The constant turnover at quarterback hasn’t stopped the Texans from competing in the AFC South, but it has prevented them from contending for more. That’s why the Texans drafted Deshaun Watson in the first round, though it remains to be seen whether Watson will help them this season.

The Texans ranked first in total defense last season despite not having J.J. Watt for most of the year. If Watt returns to form after two back surgeries last year, the Texans rank among the best pass-rushing teams in the league with Watt, Jadeveon Clowney and Whitney Mercilus.
But the NFL is a quarterback league, so how Tom Savage and/or Watson perform will determine just how far the Texans go.

Biggest positive change: This time last year, the Texans were excited about the offseason signing of quarterback Brock Osweiler. A year later, it’s good riddance. The Texans cut their losses with Osweiler, essentially paying for the Browns to take him off their hands. Houston gave up a second-round pick in 2018 and swapped choices in 2017, getting a fourth-round pick and giving up a sixth-rounder. Osweiler’s departure saved the Texans $16 million in cash and $10 million in salary-cap space. The Texans then traded with Cleveland on draft day, giving up the 25th overall pick as well as their first-rounder in 2018 to get Deshaun Watson. In their first 15 seasons, the Texans started 15 quarterbacks while desperately seeking a franchise signal caller. They hope Watson finally fills the help wanted ad.

Biggest negative change: The Texans lost two defensive backs in free agency. Houston, which ranked second in pass defense, saw safety Quintin Demps leave for Chicago and cornerback A.J. Bouye bolt for rival Jacksonville. The Texans wanted Bouye back, offering him $12.5 million a season. He got $13.5 million per year from the Jaguars, signing a five-year, $67.5 million deal. Now, the Texans have to replace both, though they are not void of candidates. Kevin Johnson, a first-round pick in 2015, could provide the answer as he returns from injury after missing most of last season.

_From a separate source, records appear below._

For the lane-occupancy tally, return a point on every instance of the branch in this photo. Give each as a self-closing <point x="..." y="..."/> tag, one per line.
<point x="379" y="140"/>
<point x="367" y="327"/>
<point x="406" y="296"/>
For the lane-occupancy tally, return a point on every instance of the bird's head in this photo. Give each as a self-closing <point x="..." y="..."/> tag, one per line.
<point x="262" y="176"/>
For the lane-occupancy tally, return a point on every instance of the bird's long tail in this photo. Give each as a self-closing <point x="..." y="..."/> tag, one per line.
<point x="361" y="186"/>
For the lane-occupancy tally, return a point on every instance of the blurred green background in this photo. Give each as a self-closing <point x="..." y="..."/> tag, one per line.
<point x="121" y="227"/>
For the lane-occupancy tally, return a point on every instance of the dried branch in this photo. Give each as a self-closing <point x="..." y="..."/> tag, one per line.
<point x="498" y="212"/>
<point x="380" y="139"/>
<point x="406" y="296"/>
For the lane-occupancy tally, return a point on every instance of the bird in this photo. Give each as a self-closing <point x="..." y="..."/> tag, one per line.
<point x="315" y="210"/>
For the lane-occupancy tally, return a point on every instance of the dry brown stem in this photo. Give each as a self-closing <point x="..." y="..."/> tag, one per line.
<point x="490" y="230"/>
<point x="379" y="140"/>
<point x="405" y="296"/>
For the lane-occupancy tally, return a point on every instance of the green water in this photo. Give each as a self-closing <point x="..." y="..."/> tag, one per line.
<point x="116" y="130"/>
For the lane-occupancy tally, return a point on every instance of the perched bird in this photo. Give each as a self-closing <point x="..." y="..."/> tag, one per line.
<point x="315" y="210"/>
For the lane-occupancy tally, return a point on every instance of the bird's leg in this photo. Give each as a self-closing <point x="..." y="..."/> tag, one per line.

Coaching thermometer: It’s only lukewarm for Bill O’Brien because the Texans have one of the most patient owners in the NFL in Bob McNair. The only two coaches he has fired were coming off 2-14 seasons. The Texans will win more than two games this season. McNair has said he will talk to O’Brien about an extension after the season as O’Brien, who is 27-21, has a contract that runs through the 2018 season. Minnesota’s Mike Zimmer (26-22) and Washington’s Jay Gruden (21-26-1) were hired the same year as O’Brien, and both have received extensions.

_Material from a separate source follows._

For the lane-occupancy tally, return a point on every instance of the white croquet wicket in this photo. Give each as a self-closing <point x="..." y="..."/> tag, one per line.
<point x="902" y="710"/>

We’d like to crack a beer with . . . J.J. Watt. The three-time defensive player of the year is living the good life. He is dating Houston Dash forward Kealia Ohai. He attends award shows, appears in commercials, hangs out with Arnold Schwarzenegger and makes charity appearances. How much fun would it be to tag along for a day?

How they can prove us wrong: The Texans are where they were last year and the year before and the year before that. . . Their defense, with J.J. Watt, Jadeveon Clowney and Whitney Mercilus, and a strong running game, with Lamar Miller and D’Onta Foreman, will keep the Texans in the division race. But Houston’s fate ultimately rests with the play of its quarterback(s).

Tom Savage has more injuries than career starts, but he’ll get the first shot at the job. The Texans expect Savage to be more bus driver than gunslinger. With Savage in the final year of his contract, he appears to be keeping the job warm until Deshaun Watson is ready. That could be sooner than later if Savage and the offense play like last season when the Texans finished 29th in total offense, 29th in passing and 31st in red-zone efficiency.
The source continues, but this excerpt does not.